Step 6: Add the LastPass Browser Extension to Chrome/Edge/Firefox

This is the most useful feature of LastPass. It will auto-fill the username and password fields for sites that have been added to your LastPass vault. This allows you to use long, unique, generated passwords for every app/site you use.

  1. In your browser, got add Extensions (different for each browser) and select LastPass: Free Password Manager.
  2. Make sure the extension is enabled, then you will be prompted to login to LastPass when you click on the LastPass icon in the list of extensions in your browser. If the icon is black you are not logged in, red is logged in and yellow is logged in but with a warning (click the icon twice to turn it red).
  3. Click the LastPass extension icon to see the menu.
  4. Spend a few minutes to understand what each menu option does, its well worth the effort.
  5. See this article for tips.

Best Practices

This is the important part to make your digital life secure.

Let LastPass Generate Your Passwords

Since LastPass will automatically fill in your username and password when logging in, you can use long complex passwords, and most importantly you never need to reuse the same password (a common way people’s accounts are hacked).

When signing up to new apps and sites, use the Generate Secure Password option from the LastPass browser extension menu (also available in the LastPass mobile app). Create long passwords (24+ characters is best) with letters, numbers and symbols.

Inventory of All Your Passwords

Spend a couple of hours and go through every account you have for anything and add the details to LastPass. You will end up with your entire digital life in one place, making it much easier to manage. You can even add credit card and bank account details and many other types of items.

Reset Reused and Weak Passwords

Now everything is in LastPass, click the Security Dashboard menu option from the left pane and check your security score. LastPass will list all items with reused and/or weak passwords. This is your chance to go through each one and reset the password to a LastPass generated password.

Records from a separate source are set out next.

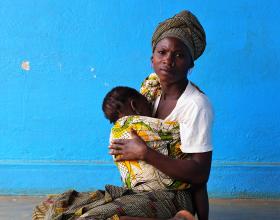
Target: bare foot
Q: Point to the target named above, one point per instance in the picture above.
(183, 215)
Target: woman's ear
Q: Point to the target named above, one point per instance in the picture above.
(133, 107)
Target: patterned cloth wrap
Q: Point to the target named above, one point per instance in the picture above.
(163, 136)
(112, 203)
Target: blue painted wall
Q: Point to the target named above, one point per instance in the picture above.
(53, 135)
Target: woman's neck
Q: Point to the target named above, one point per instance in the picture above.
(174, 90)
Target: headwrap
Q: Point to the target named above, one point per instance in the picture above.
(186, 27)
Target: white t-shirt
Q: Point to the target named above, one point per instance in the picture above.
(195, 115)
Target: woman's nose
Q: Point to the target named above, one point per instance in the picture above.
(169, 60)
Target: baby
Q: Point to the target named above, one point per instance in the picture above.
(129, 109)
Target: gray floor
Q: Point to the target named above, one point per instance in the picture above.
(20, 208)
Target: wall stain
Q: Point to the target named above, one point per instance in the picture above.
(25, 65)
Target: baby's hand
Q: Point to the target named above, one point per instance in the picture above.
(129, 149)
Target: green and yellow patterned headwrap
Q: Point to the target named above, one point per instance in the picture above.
(186, 27)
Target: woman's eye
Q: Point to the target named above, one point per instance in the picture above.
(179, 55)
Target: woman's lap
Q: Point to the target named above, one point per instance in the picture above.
(114, 201)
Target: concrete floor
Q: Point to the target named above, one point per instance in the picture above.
(20, 208)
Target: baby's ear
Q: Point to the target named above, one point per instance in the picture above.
(134, 107)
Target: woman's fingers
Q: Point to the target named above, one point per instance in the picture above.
(116, 152)
(119, 141)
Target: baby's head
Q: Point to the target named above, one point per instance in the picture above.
(124, 101)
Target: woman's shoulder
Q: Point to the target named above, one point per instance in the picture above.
(194, 98)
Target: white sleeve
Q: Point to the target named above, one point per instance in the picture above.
(195, 133)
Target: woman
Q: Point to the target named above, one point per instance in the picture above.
(177, 43)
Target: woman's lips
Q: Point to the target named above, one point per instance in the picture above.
(166, 70)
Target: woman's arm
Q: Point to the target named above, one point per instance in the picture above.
(195, 170)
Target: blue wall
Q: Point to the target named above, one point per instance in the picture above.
(53, 135)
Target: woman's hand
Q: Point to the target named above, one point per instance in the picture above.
(129, 149)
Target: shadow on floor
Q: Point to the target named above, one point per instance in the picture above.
(20, 208)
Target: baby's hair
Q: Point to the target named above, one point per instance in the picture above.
(115, 101)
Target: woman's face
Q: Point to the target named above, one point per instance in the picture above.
(171, 60)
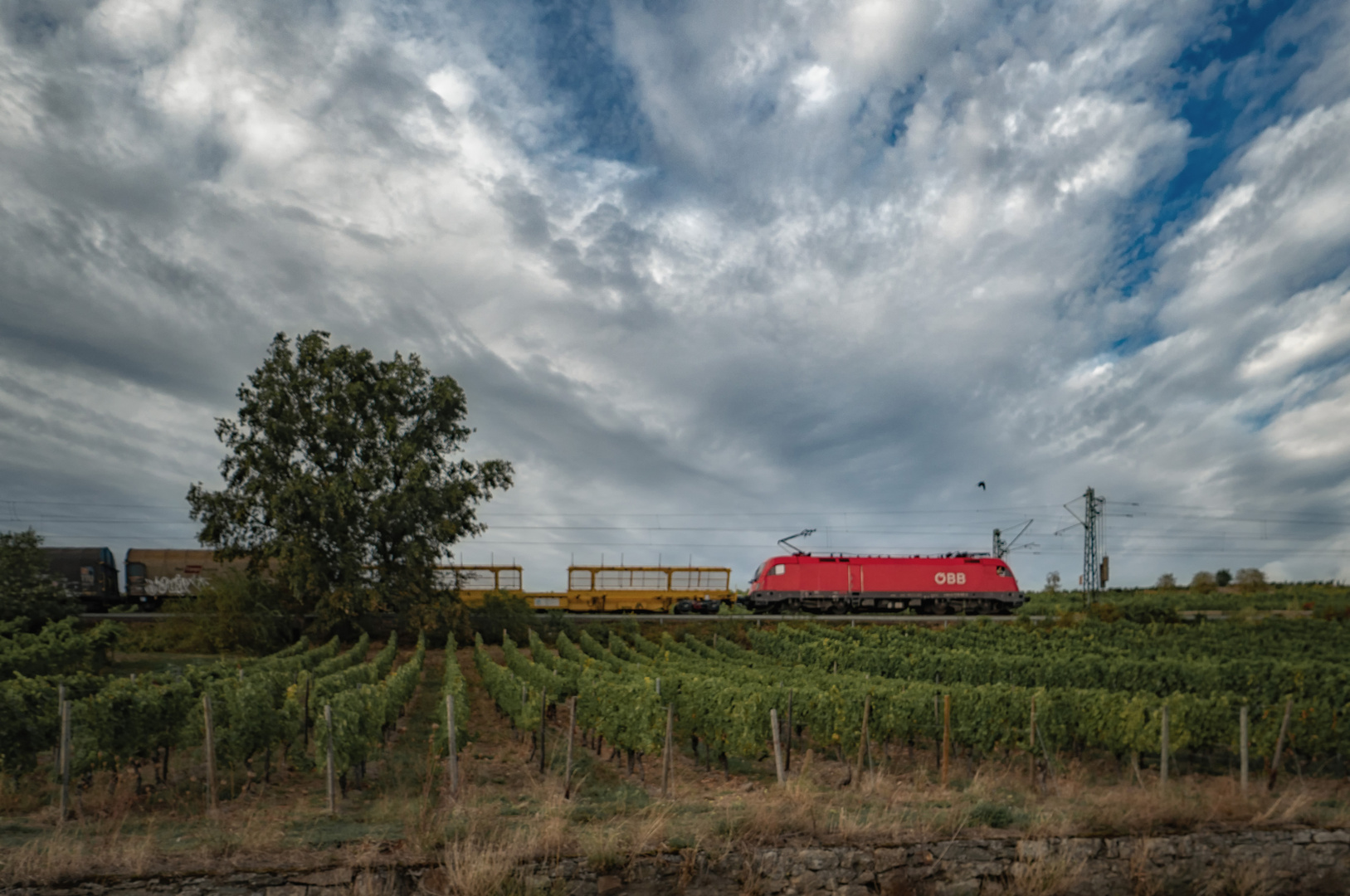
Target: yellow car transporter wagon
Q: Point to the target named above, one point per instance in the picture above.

Multi-Factor Authentication for Everything

You need to assume every one of your accounts will get hacked at some stage. Complex passwords are essential but don’t help if you get phished or protect you from a key logger virus.

Turn on MFA for every site containing sensitive data. This should include bank accounts, your Google account, Twitter, facebook etc

Google Authenticator is the most commonly used authenticator for MFA but there are other options as well. Many accounts offer SMS MFA or email MFA.

Add MFA To Your Email Account

Note, email MFA is only secure if your email account also has MFA enabled.

When setting up MFA for each account you will often be given the option to generate one-time recovery codes. If so, generate the codes then copy and paste them into the item in LastPass under Notes. You can use these codes to access the account in the event you lose your phone and can’t access your MFA authenticator.

LastPass Help

There is a Help menu item on the left pane menu of your LastPass vault. There is a lot of good content if you need extra help.